Birkaç dakika gözlerini kırpıştırdı ardından surat ifadesi gerginleşti ve kaşlarını çattı. Alay ettiğimi anlamıştı. Sinirden kıpkırmızı kesilen suratı ile bana baktı. "Ne demeye çalışıyorsun aklınca alay mı ediyorsun benimle?" Omzumu silkip gülümsedim ve kupayı tezgâha bıraktım. Ardından belimi tezgâha yaslayıp sakin bir şekilde konuşmaya başladım. Onun aksine sakin davranıyordum sanki sinirlenmesi gereken hiçbir durum yokmuş gibi. Cümlelerimi vurgulayarak konuşmaya başladım. "Şimdi şöyle, benim birisiyle çıkıp çıkmadığımı bu şirketten kimse bilmiyor. Çünkü kimseye söylemedim ne de olsa benim özelim. Ama senin bilmen şaşırttı. Etrafta bir dedikodu olsa da duysan anlayacağım ama hiç kimse bu konu hakkında bir şey dememişken gelip senin bizzat tebrik etmen şaşırtıcı."


Kızgın ifadesi suratından silinmişti her dediğim cümlede bunun yerine saf bir endişe yerleşti gözlerine, pot kırdığını fark etmişti sanırım. Onun bu hali bana aşırı keyif verirken bir yandan da kızdırdı. Sinsi yılan beni takip ediyordu resmen. Yine de o an için buna takılmadım bir ara acısını çıkartırdım nasıl olsa. Onun yerine kafamı sağıma doğru eğip gülümseyerek konuştum. "Doğru söyle peşime ajan mı taktın yoksa? Bana bu kadar hayran olduğunu bilmiyordum. Resmen beni gözetlemişsin. Gördüğün şeyler memnun etti mi bari söylesene?"


Bunu söylerken Çınarla geçirdiğim aşk dolu anlar aklıma gelmişti. Yine de onun önünde bunu belli edecek değildim ama ne gördüğünü zaten az çok tahmin edebiliyorum. Flört yaptığımı öğrenebildiyse flörtümle ne yaptığımı da görmüştür nasıl olsa.

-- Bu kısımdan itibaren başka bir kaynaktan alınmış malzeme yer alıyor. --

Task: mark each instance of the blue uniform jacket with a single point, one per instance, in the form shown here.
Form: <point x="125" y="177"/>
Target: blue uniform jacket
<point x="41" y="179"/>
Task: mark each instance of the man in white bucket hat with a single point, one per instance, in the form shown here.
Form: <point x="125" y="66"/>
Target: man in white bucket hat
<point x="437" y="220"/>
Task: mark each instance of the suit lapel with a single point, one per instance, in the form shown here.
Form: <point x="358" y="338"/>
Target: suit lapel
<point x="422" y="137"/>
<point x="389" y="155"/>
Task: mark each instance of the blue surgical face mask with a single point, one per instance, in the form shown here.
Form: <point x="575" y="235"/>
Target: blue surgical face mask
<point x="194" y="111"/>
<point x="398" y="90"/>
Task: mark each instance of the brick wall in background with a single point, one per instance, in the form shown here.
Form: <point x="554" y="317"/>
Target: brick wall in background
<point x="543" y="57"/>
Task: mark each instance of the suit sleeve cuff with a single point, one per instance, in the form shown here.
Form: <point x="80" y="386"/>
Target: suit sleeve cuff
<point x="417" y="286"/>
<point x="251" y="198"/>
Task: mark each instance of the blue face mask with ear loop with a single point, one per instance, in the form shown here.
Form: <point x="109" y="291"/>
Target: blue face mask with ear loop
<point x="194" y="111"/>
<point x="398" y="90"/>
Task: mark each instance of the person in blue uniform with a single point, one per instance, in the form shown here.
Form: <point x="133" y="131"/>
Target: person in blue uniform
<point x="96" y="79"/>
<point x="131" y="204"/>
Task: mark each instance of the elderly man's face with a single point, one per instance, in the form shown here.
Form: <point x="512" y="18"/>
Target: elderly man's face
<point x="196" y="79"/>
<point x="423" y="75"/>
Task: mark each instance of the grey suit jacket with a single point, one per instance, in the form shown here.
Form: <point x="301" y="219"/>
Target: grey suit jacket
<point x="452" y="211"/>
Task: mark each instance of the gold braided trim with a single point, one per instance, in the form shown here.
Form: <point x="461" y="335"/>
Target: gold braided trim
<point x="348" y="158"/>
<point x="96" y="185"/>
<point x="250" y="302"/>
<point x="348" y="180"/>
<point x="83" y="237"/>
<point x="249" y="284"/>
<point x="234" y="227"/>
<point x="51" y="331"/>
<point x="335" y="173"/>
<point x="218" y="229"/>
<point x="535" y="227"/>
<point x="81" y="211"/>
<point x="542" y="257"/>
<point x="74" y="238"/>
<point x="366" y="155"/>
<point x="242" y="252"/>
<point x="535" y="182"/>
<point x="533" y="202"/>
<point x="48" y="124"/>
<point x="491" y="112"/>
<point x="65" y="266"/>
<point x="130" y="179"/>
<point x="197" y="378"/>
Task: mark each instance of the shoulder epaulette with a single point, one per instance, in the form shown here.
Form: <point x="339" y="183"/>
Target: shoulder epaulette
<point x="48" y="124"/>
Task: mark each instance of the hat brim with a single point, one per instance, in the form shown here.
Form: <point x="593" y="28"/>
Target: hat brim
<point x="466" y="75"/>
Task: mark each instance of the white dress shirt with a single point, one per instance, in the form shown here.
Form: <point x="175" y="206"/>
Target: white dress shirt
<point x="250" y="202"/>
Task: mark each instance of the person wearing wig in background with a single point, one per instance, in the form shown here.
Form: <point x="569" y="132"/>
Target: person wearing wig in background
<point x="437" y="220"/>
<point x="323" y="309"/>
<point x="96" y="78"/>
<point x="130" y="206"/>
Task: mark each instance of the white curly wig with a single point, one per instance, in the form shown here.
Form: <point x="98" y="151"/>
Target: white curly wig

Endişeli ifadesi yüzünden silinmedi ama gözleri hafiften öfkeyi de ağırlamaya başlamıştı. Sadece gülmekle yetinip tezgâha bıraktığım kupayı elime aldım ve kahveden bir yudum daha aldım. Kahve de bitmişti zaten dudaklarımdan çekip bir süre tavana baktım ve gülümsedim. Sonra kafamı hala orada öylece dikilen ve aklınca beni korkutacağını sandığı kötü bakışlarını atan Aylaya çevirdim. "Ayla, Ayla, ah Ayla sen yok musun sen? Ne yapıp ediyor beni güldürmeyi başarıyorsun. Sen olmasan hiç çekilmez bu ofis valla."


Ses vermemesini fırsat bilip ona sırtımı döndüm ve kupayı sudan geçirip bulaşık makinesinin içine koydum. Ardından ıslanan ellimi kurulamak için tezgâhın üzerinden kâğıt havluyu aldım ve elimi sildim ve çöp olan peçeteyi çöp kutusuna attım. "Bu zamanlarının kıymetini bil Lavin, seni çok fena pişman edeceğim ve o günleri mumla arayacaksın. Bundan şüphen olmasın." Olduğum yerde doğruldum ve musluğa gülümseyerek baktım, yine saçmalamaya başlamıştı. Cevap vermedim ve olduğum yerde bedenimi ona çevirip Aylaya kısa bir bakış attım. Aklınca zafer elde ettiğini düşünüp seviniyordu birazdan o ifadeyi yüzünde solduracağım haberi yok.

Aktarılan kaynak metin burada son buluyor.